The code causing this looks like this:

Timer.setRecurring( #second 5, func () : async () {
 // make cross canister calls
});
2 Likes

I’ll forward it to the team, but I don’t think it will work.

This hasn’t been implemented yet (on platform level).

2 Likes

Thanks. In this case, I think creating a shell canister that installs our canister (as an actor class) with a custom script. This way we still upgrade one canister.
I believe actor classes don’t have candid meta and won’t show in the dashboard, that’s a minus.

Ok I’ve made this playground: https://m7sm4-2iaaa-aaaab-qabra-cai.raw.ic0.app/?tag=44537010
Looks like Motoko has everything that’s needed for this workaround.
‘Bucket’ is the sub canister.
‘Map’ is the shell.
These lines will stop, upgrade, start:

    await ic.stop_canister({canister_id = Principal.fromActor(sa)});
    subactor := ?(await B(#upgrade(sa))()); 
    await ic.start_canister({canister_id = Principal.fromActor(sa)});

How to try:

  1. Deploy ‘Map’.
  2. call get_subactor_principal
  3. Open that canister in the dashboard.internetcomputer.org
  4. Call get_version
  5. Modify the version in ‘Bucket’
  6. Upgrade ‘Map’
  7. Call get_version again in a few seconds. It should be different.

The sub actor has candid meta, which is great.

Whenever a proposal to upgrade an SNS controlled canister is executed, the canister being upgraded is first stopped, then upgraded, then started.

This ensures that all outstanding callbacks are processed before the canister is upgraded.

See the code here - https://github.com/dfinity/ic/blob/087190165198a9dc7b3c9cf80e0812c0c03964c6/rs/sns/governance/src/governance.rs#L2495

When a canister is instructed to stop, it will enter the ‘Stopping’ status which means that it will no longer start processing new requests but will continue to process callbacks until they are all complete.

6 Likes

Agree with what has been said here already.
One thing to maybe explicitly point out: this means indeed if the dapp canister has some callbacks that are never returned, then it cannot be upgraded (as it never reaches the “stopped” state after the “stopping” state.

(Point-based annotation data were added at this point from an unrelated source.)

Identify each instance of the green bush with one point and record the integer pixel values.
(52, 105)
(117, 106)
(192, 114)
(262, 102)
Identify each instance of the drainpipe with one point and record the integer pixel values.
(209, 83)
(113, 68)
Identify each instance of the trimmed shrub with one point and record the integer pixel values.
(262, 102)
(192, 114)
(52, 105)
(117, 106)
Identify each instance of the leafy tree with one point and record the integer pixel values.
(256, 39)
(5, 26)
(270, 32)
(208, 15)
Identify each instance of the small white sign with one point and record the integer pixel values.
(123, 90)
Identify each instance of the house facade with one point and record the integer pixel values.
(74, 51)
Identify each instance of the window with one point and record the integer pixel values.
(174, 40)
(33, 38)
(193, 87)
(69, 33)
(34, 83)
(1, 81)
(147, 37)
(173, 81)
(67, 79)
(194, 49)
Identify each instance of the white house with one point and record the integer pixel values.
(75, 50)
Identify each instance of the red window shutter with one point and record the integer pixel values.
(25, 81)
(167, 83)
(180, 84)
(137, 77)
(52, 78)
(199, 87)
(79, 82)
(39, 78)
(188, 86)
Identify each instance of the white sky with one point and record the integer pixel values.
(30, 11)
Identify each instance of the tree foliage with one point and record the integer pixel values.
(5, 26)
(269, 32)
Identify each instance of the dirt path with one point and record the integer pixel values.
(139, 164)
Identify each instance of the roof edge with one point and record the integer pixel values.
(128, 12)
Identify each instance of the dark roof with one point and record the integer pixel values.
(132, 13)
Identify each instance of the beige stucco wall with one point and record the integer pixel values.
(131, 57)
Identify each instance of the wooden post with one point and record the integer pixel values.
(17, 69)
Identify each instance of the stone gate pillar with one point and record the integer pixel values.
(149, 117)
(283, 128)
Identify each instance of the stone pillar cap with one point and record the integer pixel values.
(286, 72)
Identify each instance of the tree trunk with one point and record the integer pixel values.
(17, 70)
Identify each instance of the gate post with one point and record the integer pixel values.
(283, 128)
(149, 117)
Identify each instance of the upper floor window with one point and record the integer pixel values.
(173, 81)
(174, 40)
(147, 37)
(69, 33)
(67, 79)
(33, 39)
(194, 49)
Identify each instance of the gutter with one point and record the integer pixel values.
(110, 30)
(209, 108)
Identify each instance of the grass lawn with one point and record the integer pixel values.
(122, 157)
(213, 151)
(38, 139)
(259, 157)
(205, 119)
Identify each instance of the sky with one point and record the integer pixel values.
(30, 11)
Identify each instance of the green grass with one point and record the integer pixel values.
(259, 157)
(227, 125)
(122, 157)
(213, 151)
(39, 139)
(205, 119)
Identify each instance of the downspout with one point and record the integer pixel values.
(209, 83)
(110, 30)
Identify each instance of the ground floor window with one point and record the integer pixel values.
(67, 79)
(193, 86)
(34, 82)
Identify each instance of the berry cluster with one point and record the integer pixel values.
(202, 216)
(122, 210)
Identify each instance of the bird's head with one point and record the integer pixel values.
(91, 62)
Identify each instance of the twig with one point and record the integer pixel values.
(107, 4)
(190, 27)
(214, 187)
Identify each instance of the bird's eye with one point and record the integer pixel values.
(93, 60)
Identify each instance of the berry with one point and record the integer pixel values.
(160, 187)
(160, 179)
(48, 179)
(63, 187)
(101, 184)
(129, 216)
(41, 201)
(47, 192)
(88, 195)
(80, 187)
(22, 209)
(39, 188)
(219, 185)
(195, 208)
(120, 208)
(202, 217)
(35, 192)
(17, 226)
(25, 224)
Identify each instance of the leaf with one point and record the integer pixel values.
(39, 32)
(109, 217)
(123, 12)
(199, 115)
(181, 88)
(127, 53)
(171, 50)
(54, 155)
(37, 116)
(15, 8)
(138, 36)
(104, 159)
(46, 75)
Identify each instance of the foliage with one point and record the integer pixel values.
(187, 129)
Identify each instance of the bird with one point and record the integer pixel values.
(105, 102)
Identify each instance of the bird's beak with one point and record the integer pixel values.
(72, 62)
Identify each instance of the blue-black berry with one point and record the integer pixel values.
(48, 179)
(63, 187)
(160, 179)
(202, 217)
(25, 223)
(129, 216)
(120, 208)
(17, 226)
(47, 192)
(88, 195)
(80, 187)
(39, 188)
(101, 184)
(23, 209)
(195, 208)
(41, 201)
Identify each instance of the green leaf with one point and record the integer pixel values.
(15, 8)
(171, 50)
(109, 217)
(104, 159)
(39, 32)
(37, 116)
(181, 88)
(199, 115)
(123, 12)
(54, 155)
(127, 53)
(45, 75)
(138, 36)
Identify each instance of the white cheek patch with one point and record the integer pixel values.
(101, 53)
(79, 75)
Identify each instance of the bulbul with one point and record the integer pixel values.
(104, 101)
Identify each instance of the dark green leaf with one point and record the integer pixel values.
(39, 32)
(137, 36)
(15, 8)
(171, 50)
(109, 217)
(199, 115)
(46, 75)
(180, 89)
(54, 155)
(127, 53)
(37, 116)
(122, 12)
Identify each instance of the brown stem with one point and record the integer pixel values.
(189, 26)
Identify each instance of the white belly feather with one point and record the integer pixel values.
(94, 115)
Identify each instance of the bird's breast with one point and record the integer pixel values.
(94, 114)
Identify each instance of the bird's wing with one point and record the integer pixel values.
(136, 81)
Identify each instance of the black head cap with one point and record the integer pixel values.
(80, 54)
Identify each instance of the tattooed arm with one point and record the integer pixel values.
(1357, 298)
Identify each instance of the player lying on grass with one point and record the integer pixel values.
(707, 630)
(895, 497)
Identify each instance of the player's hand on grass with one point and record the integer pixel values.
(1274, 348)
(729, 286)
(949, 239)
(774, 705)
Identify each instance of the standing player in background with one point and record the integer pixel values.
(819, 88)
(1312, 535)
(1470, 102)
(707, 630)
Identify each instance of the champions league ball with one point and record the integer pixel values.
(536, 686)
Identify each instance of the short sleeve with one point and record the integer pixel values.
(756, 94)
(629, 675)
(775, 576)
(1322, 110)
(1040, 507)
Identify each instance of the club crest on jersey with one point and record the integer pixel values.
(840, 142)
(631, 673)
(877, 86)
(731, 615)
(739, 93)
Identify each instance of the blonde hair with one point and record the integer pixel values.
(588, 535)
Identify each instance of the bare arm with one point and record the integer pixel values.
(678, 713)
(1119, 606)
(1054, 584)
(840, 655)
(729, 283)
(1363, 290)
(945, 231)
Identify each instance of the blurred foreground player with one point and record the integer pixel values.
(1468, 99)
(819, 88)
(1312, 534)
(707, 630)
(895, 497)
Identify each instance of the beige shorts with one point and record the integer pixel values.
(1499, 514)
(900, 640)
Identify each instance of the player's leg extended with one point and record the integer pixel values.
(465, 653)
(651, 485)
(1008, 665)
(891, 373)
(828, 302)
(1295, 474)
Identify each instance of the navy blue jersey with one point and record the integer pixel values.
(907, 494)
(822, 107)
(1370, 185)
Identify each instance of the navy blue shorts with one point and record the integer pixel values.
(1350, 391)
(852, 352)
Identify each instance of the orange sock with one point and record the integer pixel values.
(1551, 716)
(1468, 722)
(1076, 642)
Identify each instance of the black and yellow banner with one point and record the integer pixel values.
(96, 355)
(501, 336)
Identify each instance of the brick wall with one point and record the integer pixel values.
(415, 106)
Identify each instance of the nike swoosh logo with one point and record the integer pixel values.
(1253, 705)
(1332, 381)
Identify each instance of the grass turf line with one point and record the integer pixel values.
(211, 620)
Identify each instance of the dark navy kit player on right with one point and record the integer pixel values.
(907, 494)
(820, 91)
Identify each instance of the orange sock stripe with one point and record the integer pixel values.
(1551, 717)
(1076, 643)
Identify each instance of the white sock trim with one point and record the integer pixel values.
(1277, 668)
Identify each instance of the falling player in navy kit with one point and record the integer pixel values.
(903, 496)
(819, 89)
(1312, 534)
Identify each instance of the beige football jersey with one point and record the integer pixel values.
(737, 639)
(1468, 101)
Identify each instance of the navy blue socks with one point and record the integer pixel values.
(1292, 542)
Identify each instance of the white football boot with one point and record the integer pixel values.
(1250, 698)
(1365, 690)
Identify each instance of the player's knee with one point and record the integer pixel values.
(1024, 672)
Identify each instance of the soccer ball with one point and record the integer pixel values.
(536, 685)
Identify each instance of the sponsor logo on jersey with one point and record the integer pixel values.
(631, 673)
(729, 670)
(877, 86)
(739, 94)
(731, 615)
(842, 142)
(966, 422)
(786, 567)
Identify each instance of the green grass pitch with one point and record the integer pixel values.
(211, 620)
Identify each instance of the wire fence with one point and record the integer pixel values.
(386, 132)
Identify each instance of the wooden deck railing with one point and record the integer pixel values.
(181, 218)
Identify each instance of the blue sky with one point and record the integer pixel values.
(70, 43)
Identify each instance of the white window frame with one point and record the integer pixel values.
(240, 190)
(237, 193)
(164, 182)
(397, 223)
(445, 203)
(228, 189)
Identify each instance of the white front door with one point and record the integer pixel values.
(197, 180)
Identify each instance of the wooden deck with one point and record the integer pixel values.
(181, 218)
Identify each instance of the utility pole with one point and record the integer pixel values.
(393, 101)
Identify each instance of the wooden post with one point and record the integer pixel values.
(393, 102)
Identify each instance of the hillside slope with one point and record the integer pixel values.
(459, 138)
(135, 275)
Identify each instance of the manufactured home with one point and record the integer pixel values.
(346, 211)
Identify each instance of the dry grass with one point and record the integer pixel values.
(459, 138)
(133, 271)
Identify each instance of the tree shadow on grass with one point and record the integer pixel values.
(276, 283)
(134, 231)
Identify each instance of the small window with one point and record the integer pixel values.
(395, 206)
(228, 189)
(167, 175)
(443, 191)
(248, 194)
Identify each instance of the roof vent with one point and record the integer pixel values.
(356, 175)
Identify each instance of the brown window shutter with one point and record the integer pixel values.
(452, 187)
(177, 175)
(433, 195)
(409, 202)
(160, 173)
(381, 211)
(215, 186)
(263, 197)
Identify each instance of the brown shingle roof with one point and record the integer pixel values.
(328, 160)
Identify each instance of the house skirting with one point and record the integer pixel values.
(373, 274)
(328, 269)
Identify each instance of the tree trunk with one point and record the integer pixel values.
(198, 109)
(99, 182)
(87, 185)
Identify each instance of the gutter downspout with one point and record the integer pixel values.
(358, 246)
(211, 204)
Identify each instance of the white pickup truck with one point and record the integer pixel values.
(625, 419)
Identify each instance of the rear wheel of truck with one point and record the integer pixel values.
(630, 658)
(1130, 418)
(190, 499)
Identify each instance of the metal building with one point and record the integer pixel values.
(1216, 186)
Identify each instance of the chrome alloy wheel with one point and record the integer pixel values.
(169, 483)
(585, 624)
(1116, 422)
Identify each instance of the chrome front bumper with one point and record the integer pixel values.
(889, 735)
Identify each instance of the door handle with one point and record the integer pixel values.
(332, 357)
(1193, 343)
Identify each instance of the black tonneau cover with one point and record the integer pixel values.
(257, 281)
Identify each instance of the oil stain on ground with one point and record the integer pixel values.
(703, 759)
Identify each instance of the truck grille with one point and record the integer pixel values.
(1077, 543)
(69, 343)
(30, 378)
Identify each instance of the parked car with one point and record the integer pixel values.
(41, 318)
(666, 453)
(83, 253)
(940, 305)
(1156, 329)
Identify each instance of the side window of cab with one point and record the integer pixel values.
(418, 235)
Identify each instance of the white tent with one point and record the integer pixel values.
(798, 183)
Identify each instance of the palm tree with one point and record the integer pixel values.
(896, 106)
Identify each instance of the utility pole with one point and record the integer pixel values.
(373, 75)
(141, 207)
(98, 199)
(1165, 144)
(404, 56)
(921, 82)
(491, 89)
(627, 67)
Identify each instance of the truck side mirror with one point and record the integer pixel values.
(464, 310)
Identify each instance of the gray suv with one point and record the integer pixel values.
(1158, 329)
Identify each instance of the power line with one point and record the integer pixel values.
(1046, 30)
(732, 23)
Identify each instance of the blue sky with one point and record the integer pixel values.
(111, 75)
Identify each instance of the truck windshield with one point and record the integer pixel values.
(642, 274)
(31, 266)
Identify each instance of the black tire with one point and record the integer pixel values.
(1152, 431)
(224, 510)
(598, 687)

There is a section here that describes a few of those risks in the context of generic proposals (so calls that the SNS governance canister would make). I think many of them also apply for dapp canisters, so maybe it would be interesting to consdier them?
Also let us know if we missed something in this section!

5 Likes

Is there any plan to work on the named callbacks feature for the IC in 2024, as well as a timeout with each call + with timeout functionality?

Right now this can be used to stage an attack against a third party service, rendering it upgradeable. Therefore, safely communicating with a canister you do not own requires two one-shot (fire and forget) calls, and collaboration from both parties.

Given the latency of inter-canister communication, named callbacks would be much more efficient (just requires one call instead of two).

1 Like

I cannot speak to named callbacks (although I do believe there is no active work going on in that area right now).

But we are putting together a proposal for best-effort messaging with built in timeouts. We should have more information and will be asking for community feedback soon (as in weeks).

Architecture like this will prevent that. If a 3rd party canister attacks a service, it will only take down its own adapter canister and nothing else. Slows down communication, but has other benefits - the two parties involved can customise it and agree on it.